"İranlı Bilimadamlarını MOSSAD’ın İçindeki Kidon Birimi Öldürdü"

"İranlı Bilimadamlarını MOSSAD’ın İçindeki Kidon Birimi Öldürdü"
Yeni yayınlanan bir kitap, Kidon adlı Mossad içerisindeki departmanın, nükleer bilim adamlarını öldürmek ve ülkenin nükleer enerji programını sabote etmek üzere İran’a suikastçılar gönderdiğini dile getiriyor.
İranlı Bilimadamlarını MOSSAD’ın İçindeki Kidon Birimi Öldürdü

İsmail Selami 


Press TV

 

Yeni yayınlanan bir kitap, Kidon adlı Mossad içerisindeki departmanın, nükleer bilim adamlarını öldürmek ve ülkenin nükleer enerji programını sabote etmek üzere İran’a suikastçılar gönderdiğini dile getiriyor. 

Yazarlar Dan Raviv ve Yossi Melman, Armageddon’a Karşı Casuslar: İsrail’in Kutsal Savaşı adlı kitaplarında acımasız istihbarat ajanlarının en az dört İranlı nükleer bilimciyi öldürdüğünü, bunların içerisinde Kidon biriminde görevli elit suikastçıların kullandığı motorsiklet üzerinde yapılan eylemlerin bulunduğunu kaydediyor.

Dünyanın en etkili ölüm makinelerinin bulunduğu birim olarak kabul eden Kidon, Mossad içinde küçük bir Mossad olduğu düşünülüyor.

Dünyanın dört bir yanında operasyonlar yamakla görevli Kidon, farklı ülkelerdeki illegal operasyonları ve suikastları yürütmesiyle tanınıyor. Kidon için bu işleri yapanlar, Mossad içindeki casuslardan ya da suikastları yürütme planının yapıldığı ülke vatandaşlarından seçilmekte.

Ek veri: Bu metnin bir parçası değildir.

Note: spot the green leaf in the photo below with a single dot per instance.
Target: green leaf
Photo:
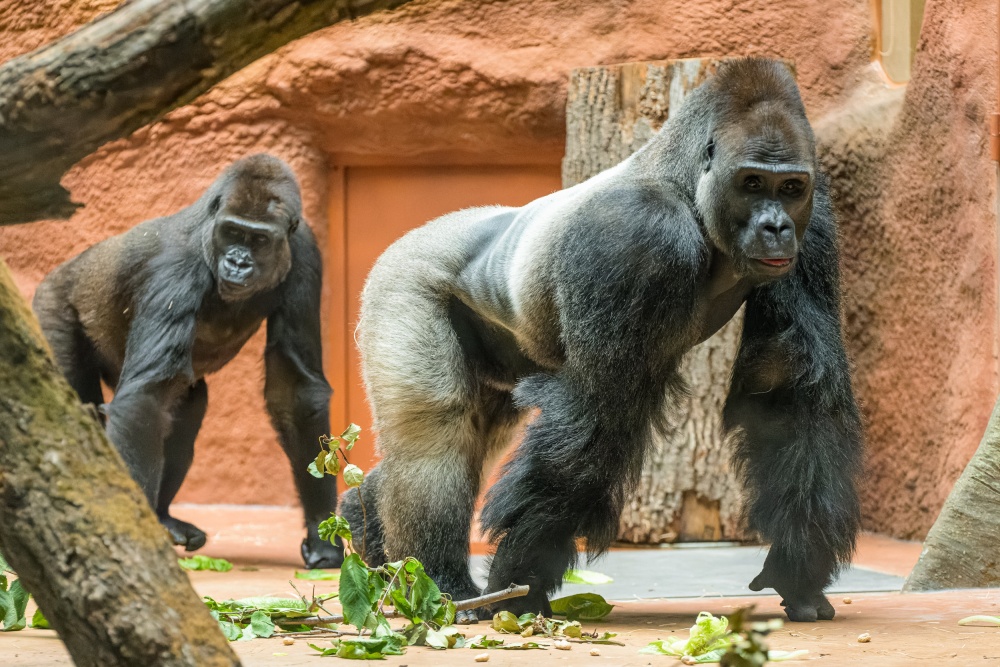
(425, 596)
(522, 646)
(709, 634)
(205, 563)
(350, 436)
(13, 602)
(446, 614)
(586, 577)
(482, 641)
(332, 463)
(402, 605)
(39, 621)
(355, 592)
(444, 638)
(333, 527)
(506, 622)
(317, 575)
(324, 652)
(582, 607)
(262, 624)
(353, 475)
(231, 631)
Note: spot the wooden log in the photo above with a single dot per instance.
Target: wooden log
(125, 70)
(962, 549)
(687, 491)
(77, 529)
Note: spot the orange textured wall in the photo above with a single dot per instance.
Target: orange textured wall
(466, 81)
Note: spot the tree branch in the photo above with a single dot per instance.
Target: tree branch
(75, 527)
(125, 70)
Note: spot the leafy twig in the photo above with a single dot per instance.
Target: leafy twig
(462, 605)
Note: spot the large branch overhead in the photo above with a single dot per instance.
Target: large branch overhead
(125, 70)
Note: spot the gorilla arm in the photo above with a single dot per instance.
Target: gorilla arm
(798, 444)
(157, 365)
(297, 393)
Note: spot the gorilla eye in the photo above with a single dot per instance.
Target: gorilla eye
(792, 188)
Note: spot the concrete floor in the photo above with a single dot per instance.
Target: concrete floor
(906, 630)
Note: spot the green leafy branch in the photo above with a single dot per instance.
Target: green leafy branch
(14, 603)
(328, 463)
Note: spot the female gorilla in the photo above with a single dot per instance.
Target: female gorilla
(582, 304)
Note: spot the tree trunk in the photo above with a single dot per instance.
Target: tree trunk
(77, 529)
(125, 70)
(687, 492)
(962, 549)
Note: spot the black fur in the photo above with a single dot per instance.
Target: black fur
(582, 304)
(154, 310)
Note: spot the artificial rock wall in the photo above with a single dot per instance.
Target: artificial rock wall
(446, 81)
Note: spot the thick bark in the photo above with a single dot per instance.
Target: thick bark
(962, 549)
(77, 529)
(125, 70)
(687, 492)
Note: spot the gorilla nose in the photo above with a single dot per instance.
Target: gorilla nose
(237, 270)
(777, 230)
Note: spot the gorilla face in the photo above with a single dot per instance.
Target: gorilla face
(755, 194)
(253, 217)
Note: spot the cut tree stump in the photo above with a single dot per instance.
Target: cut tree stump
(687, 491)
(962, 549)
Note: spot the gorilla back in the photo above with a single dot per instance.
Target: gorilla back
(154, 310)
(582, 304)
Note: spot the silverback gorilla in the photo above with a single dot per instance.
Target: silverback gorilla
(156, 309)
(582, 304)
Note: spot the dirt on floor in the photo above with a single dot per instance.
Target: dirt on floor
(912, 629)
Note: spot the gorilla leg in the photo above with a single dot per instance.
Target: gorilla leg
(360, 507)
(178, 451)
(567, 479)
(74, 354)
(427, 512)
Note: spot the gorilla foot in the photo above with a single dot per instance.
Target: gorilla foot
(321, 554)
(816, 608)
(800, 608)
(183, 533)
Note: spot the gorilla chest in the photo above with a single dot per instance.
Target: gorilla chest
(718, 300)
(715, 313)
(217, 339)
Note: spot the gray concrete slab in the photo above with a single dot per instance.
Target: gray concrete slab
(694, 571)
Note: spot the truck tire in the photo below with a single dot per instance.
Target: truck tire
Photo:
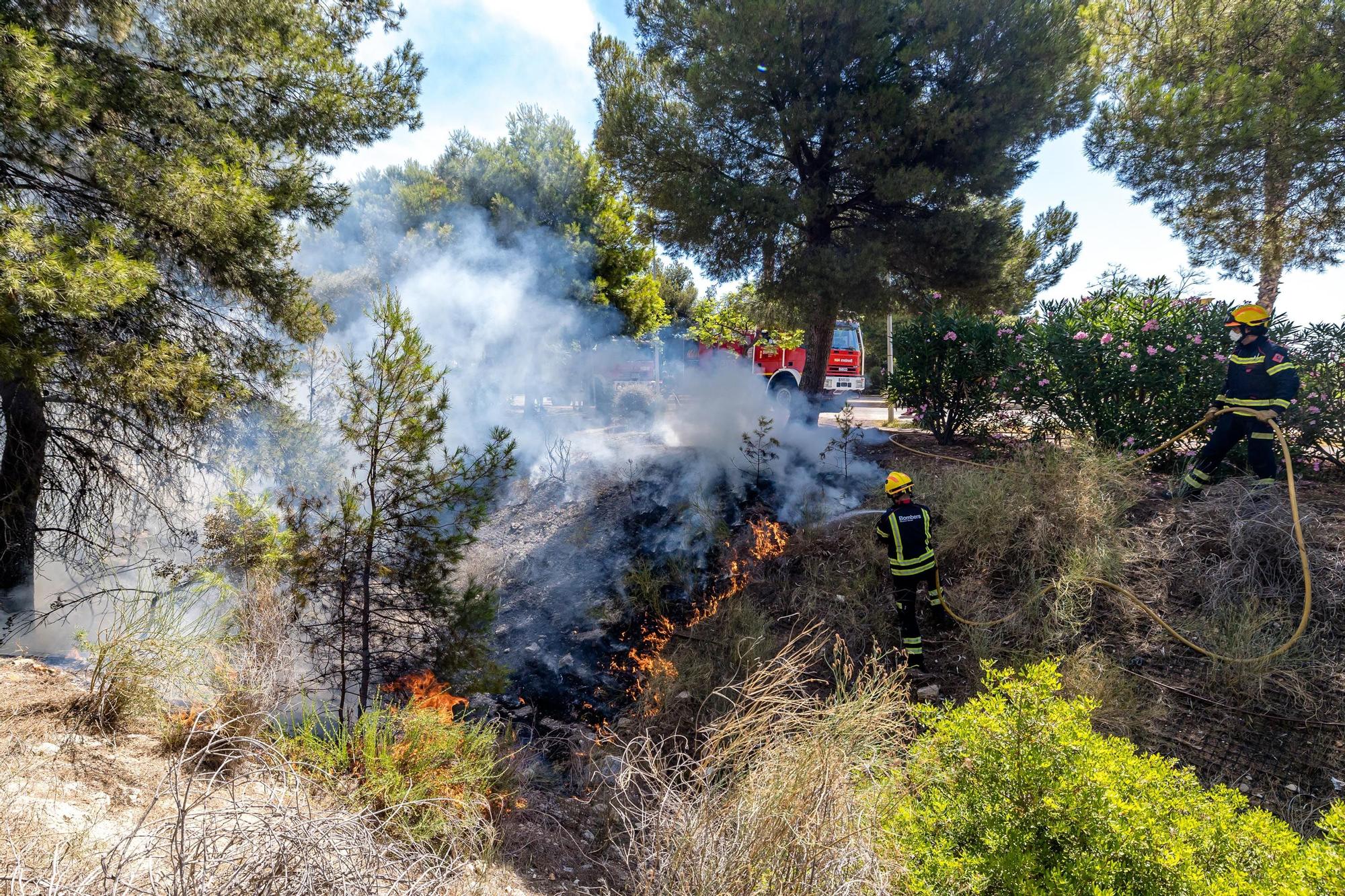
(785, 391)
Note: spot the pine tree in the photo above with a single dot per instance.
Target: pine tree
(406, 517)
(845, 154)
(1230, 118)
(153, 154)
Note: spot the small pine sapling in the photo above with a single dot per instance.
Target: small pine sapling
(848, 443)
(758, 447)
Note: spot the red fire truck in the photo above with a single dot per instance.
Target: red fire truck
(783, 368)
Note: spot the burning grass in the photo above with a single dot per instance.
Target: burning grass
(435, 779)
(649, 662)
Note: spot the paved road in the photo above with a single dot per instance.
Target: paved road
(870, 411)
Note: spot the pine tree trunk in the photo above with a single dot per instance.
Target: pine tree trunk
(817, 341)
(1276, 200)
(21, 486)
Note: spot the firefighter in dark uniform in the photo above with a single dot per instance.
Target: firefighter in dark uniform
(906, 532)
(1261, 385)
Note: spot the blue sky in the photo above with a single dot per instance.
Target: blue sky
(488, 57)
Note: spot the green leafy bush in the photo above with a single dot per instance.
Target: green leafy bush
(1015, 792)
(949, 368)
(636, 404)
(1317, 420)
(435, 779)
(1129, 366)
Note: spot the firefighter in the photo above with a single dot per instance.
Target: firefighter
(1261, 385)
(906, 532)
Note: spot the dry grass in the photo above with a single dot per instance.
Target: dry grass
(774, 801)
(1122, 706)
(1234, 557)
(1050, 516)
(252, 829)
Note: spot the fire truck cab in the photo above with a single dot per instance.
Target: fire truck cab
(783, 368)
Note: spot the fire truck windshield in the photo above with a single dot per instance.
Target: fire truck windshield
(847, 338)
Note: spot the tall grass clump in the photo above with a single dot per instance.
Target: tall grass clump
(432, 779)
(771, 802)
(1048, 517)
(1015, 792)
(147, 647)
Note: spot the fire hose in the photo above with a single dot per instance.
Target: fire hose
(1130, 595)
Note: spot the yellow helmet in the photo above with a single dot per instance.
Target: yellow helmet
(896, 483)
(1247, 317)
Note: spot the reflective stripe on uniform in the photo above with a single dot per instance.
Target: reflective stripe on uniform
(913, 571)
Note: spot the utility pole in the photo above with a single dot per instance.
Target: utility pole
(891, 416)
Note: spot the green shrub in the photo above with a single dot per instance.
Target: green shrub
(949, 368)
(149, 647)
(436, 780)
(1128, 366)
(1317, 420)
(1015, 792)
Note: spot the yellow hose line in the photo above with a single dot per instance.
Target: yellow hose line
(1130, 595)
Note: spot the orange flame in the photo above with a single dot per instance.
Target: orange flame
(427, 692)
(769, 541)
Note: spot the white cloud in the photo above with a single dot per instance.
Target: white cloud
(484, 58)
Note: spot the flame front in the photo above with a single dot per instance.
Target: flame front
(648, 659)
(427, 692)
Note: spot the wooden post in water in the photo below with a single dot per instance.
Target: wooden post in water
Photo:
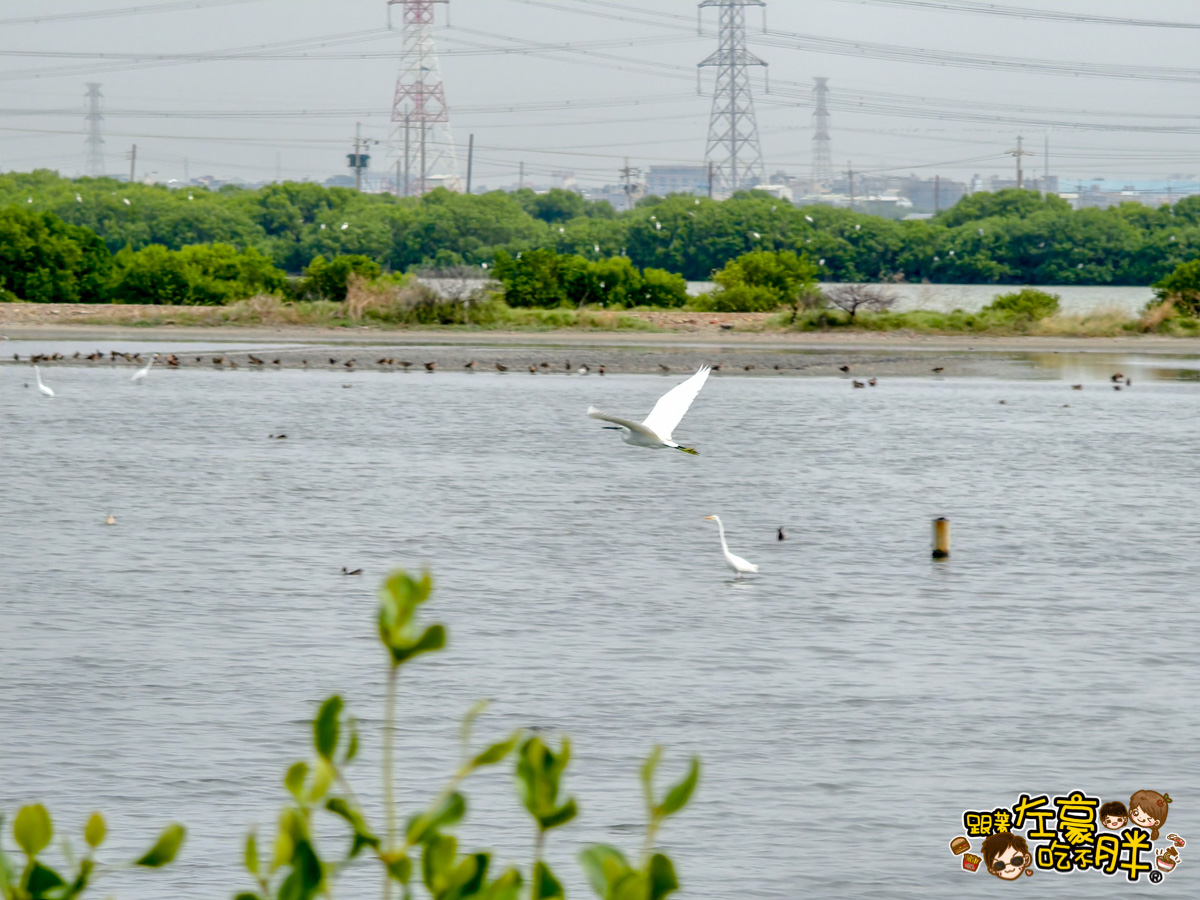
(941, 538)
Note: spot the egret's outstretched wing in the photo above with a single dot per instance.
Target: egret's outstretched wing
(664, 419)
(633, 426)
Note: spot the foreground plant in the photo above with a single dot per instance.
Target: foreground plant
(424, 853)
(33, 829)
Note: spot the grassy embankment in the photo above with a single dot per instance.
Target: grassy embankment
(1161, 319)
(495, 315)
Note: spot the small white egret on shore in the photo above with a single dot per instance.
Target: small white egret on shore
(655, 432)
(739, 565)
(144, 371)
(41, 387)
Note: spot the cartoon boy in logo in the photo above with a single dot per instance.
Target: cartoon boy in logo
(1149, 810)
(1114, 815)
(1006, 855)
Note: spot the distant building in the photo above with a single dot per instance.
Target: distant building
(931, 195)
(661, 180)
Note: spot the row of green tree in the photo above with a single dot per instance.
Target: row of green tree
(1011, 237)
(45, 259)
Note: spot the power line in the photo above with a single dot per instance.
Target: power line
(124, 11)
(1020, 12)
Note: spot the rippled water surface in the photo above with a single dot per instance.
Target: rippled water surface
(849, 703)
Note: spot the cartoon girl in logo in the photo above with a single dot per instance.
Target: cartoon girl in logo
(1006, 855)
(1149, 810)
(1114, 815)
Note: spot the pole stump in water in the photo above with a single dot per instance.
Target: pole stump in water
(941, 538)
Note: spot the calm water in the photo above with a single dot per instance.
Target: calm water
(849, 703)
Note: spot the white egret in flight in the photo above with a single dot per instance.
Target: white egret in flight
(41, 387)
(664, 419)
(144, 371)
(739, 565)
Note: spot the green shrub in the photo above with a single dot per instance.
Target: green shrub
(544, 279)
(1024, 304)
(743, 298)
(1182, 287)
(663, 288)
(762, 281)
(329, 279)
(46, 261)
(208, 274)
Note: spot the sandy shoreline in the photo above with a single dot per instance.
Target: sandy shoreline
(889, 354)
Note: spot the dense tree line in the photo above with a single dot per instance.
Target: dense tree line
(1006, 238)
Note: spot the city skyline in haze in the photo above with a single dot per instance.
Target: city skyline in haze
(256, 90)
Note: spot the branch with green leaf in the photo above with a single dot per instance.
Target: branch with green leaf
(421, 852)
(33, 829)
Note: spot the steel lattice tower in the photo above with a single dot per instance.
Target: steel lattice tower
(95, 141)
(733, 145)
(822, 153)
(420, 137)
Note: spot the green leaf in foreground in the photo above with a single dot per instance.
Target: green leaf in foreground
(325, 727)
(95, 831)
(33, 829)
(678, 796)
(165, 849)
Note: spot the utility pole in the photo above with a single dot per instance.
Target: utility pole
(628, 175)
(822, 154)
(471, 159)
(420, 100)
(408, 171)
(1017, 155)
(359, 160)
(733, 130)
(1045, 167)
(95, 138)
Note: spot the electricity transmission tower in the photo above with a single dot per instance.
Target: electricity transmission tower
(420, 139)
(733, 131)
(822, 153)
(95, 141)
(1018, 154)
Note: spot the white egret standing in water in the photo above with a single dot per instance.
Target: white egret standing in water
(144, 371)
(739, 565)
(41, 387)
(655, 432)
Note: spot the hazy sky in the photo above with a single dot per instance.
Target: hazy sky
(250, 118)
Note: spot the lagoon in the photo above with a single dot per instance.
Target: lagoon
(849, 703)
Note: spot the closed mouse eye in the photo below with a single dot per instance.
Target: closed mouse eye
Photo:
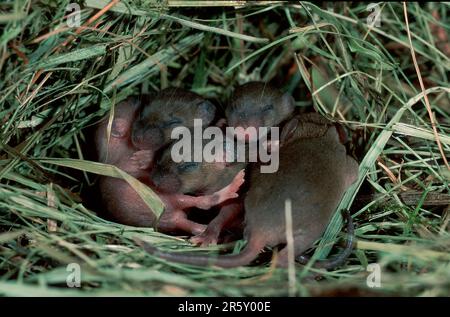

Örneğin İran’da Kidon tarafından işlenen nükleer suikastlarda, suikastçıları Mossad ajanlarından, ajanlaştırılmış İranlılardan ya da çifte vatandaşlığı olan isimlerden seçti. Mossad’ın suikastçılarından biri salt mali nedenlerle Mossad’la işbirliği yaptığını itiraf eden Mecid Cemali Faşi’ydi.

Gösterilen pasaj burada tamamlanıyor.